The atmosphere is brilliant, fantastic. The most popular song is ‘Let’s All Do the Shed Boys’ Dance – na na na na – na na na!’ then everyone behind the goal goes crazy, like they’re in a moshpit.
At one game Dad is having an argument with a stranger in the crowd about how crap Ian Ferguson is. He’s heckling the player the whole game until Ferguson smashes the ball in from forty yards out. It’s one of the best goals I’ve ever seen.
The stranger turns to Dad with a smile on his face.
‘What about that, mate?’
Dad looks him in the eye, trying not to laugh and says, ‘That was his attempt at a back pass!’
Then we move to another area of the ground with Dad laughing away to himself.
If Dundee United win, we go to the pub. I walk through all the bodies with my Coke, waist high to everyone else. I can’t see anything but I love the singing and the atmosphere – I don’t even mind the cigarette smoke which is sometimes stifling.
If they lose we go to the off-licence, which is called Party Time, for vodka and Coke, and then go home. At times like this I have to be particularly on my guard, watching Dad like a hawk, waiting on him to change, because I know I’m going to get it.

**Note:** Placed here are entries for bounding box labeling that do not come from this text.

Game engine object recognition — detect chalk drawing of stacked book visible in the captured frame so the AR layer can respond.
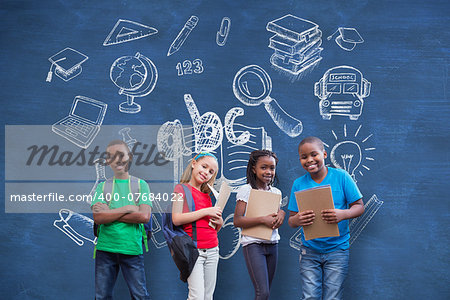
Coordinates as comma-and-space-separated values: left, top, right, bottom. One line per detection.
266, 14, 323, 76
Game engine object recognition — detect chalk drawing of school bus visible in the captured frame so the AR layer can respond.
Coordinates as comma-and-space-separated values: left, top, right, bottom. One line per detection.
314, 66, 371, 120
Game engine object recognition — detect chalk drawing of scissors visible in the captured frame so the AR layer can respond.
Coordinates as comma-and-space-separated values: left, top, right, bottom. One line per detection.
233, 65, 303, 137
216, 17, 231, 47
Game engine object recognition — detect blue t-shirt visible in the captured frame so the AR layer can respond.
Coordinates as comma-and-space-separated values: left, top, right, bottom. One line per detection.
288, 168, 362, 253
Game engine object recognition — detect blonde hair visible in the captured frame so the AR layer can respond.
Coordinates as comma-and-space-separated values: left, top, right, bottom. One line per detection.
180, 153, 218, 194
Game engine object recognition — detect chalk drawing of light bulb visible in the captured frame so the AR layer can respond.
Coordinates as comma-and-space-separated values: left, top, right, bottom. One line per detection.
330, 141, 362, 182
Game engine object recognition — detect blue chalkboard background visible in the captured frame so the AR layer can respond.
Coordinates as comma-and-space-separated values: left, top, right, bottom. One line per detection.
0, 0, 450, 299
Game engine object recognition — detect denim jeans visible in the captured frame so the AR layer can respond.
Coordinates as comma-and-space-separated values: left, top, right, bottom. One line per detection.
188, 247, 219, 300
300, 246, 349, 300
95, 250, 150, 300
242, 243, 278, 300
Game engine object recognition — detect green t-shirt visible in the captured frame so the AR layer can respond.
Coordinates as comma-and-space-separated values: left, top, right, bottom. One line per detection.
91, 179, 152, 255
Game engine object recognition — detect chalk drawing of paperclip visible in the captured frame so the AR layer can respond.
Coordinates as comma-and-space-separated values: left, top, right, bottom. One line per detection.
216, 17, 231, 47
349, 195, 384, 246
53, 208, 97, 246
233, 65, 303, 138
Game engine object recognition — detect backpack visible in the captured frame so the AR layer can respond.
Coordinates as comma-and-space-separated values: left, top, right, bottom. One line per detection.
93, 175, 153, 252
162, 184, 198, 282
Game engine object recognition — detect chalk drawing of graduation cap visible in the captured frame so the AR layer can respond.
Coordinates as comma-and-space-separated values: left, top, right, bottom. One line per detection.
46, 48, 88, 82
327, 27, 364, 51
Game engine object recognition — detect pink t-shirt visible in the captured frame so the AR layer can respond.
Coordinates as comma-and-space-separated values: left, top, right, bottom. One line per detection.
175, 184, 219, 249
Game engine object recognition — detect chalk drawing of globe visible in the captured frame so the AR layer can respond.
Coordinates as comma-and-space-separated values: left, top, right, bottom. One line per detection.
109, 52, 158, 113
110, 56, 147, 91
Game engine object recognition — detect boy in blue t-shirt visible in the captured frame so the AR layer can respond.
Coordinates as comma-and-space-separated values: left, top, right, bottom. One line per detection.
288, 137, 364, 299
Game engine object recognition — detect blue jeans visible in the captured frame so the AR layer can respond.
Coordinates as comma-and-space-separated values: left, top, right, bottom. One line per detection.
188, 247, 219, 300
300, 246, 349, 300
242, 243, 278, 300
95, 250, 150, 300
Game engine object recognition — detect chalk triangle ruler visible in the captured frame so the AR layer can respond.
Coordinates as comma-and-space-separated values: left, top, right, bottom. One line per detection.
103, 19, 158, 46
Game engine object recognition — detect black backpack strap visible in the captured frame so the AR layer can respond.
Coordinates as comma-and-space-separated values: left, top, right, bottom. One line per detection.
130, 175, 141, 205
181, 184, 197, 243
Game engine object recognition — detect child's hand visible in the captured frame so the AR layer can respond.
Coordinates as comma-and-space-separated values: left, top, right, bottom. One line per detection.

As well as camping, fishing and football, Dad also gets me the best friend I have ever had in my life: her name is Bonnie, she’s six weeks old and she’s a longhaired Alsatian puppy, jet black. At this time in my life, at the age of eight, she’s the best thing that has ever happened to me. I’ve had a dog before, called Lucky, but he got run over by a car – a bit ironic that I gave him that name really, as he clearly wasn’t that lucky! Oh yeah, and I had had a hamster but my next-door neighbour tried to see if it could fly by throwing it out of the bedroom window.